Here the doctor entered, and Herbert gave place to him. The wound was discovered not to be serious, and, the bullet being extracted, the sufferer found relief. Herbert returned to bed, and this time, having no anxious thoughts to weigh upon his mind, he soon sank into a refreshing sleep, in which the fatigues and excitements of the day were completely forgotten.
“I owe the safety of my money to you, my brave boy,” said Mr. Carroll, the next morning, as, after rising, he replaced the package of bank notes in his carpet-bag.
“I only did my duty,” said Herbert, but his face flushed with pleasure at the commendations bestowed upon him.
“But in doing your duty, you displayed a courage and fidelity rare in one of your age.”
“I am glad you approve of my conduct,” said Herbert.
“If you continue to deserve as well of those who employ you, I am sure you will achieve success.”
“I hope so, sir,” said our hero. “I shall try to do my duty in whatever situation in life I may be placed.”
“What are your plans when you reach New York?”
“I shall try to find a place in a store, or counting-room.”
“Have you friends in the city on whose influence you can rely to help you to such a situation as you desire?” “No, sir; I have only myself to look to.”
“Only yourself!
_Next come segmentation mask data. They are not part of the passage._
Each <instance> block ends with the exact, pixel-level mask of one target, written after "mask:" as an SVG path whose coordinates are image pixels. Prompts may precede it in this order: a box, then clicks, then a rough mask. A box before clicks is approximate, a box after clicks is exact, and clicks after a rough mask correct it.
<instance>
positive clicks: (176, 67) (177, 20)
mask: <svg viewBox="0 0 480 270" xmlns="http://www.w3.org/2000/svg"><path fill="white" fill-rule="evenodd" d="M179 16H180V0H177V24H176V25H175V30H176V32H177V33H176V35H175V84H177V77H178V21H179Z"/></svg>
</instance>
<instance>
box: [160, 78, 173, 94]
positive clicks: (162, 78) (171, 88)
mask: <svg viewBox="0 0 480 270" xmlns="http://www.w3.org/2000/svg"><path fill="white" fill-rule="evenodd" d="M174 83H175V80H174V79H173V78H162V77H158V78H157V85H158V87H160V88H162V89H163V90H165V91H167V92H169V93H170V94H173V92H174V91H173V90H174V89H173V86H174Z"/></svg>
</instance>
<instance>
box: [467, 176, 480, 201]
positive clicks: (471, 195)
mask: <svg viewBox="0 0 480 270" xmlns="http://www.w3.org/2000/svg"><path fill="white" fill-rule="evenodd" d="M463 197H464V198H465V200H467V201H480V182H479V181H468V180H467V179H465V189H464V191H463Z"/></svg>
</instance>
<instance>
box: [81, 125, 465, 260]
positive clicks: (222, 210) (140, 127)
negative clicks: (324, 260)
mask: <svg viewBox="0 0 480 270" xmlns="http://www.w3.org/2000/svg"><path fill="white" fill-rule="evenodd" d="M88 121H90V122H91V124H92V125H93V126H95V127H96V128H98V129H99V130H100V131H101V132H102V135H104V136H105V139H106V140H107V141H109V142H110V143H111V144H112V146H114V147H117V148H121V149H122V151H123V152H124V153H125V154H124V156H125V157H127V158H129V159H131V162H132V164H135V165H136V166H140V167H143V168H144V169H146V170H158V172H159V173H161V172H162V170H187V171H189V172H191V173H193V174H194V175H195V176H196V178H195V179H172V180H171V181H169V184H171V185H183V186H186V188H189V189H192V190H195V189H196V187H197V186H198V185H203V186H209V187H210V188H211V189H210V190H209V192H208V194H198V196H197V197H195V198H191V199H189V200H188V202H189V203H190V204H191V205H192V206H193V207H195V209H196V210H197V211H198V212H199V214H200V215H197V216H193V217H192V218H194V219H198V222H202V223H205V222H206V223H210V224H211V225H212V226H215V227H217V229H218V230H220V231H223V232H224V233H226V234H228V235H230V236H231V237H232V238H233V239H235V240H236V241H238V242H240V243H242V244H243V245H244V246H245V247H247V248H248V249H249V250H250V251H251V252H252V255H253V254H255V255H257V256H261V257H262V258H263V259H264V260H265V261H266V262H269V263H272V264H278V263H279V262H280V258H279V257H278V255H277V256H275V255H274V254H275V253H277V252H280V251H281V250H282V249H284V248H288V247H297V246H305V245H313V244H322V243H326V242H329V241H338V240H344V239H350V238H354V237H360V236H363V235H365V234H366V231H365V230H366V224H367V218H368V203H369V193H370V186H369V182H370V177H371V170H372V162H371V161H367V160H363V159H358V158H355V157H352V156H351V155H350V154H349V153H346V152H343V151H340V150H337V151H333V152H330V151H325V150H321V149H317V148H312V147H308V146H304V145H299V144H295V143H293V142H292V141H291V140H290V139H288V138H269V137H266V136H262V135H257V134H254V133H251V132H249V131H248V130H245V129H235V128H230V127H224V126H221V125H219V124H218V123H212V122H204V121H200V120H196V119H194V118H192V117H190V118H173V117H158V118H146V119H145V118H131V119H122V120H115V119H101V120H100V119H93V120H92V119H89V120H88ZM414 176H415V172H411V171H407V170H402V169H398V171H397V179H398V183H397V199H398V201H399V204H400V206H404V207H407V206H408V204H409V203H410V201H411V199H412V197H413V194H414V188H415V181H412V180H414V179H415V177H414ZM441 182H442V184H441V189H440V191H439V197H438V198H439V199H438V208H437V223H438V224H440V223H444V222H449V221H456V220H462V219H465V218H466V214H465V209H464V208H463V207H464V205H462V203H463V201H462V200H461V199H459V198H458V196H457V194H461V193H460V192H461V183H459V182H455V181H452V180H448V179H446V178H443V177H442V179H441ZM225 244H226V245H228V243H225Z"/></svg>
It is a bold undertaking.”
“Don’t you think I shall succeed?” asked Herbert, a little anxiously.
“I do not doubt that you will succeed, after finding a place, but that is the difficulty.”
“I supposed there must be plenty to do in a great city like New York.”
“There is truth in what you say, but, nevertheless, many are led astray by it. There is, indeed, a great deal to do, but there are a great many ready to do it, and generally—I may say, always—the laborers exceed the work to be done.”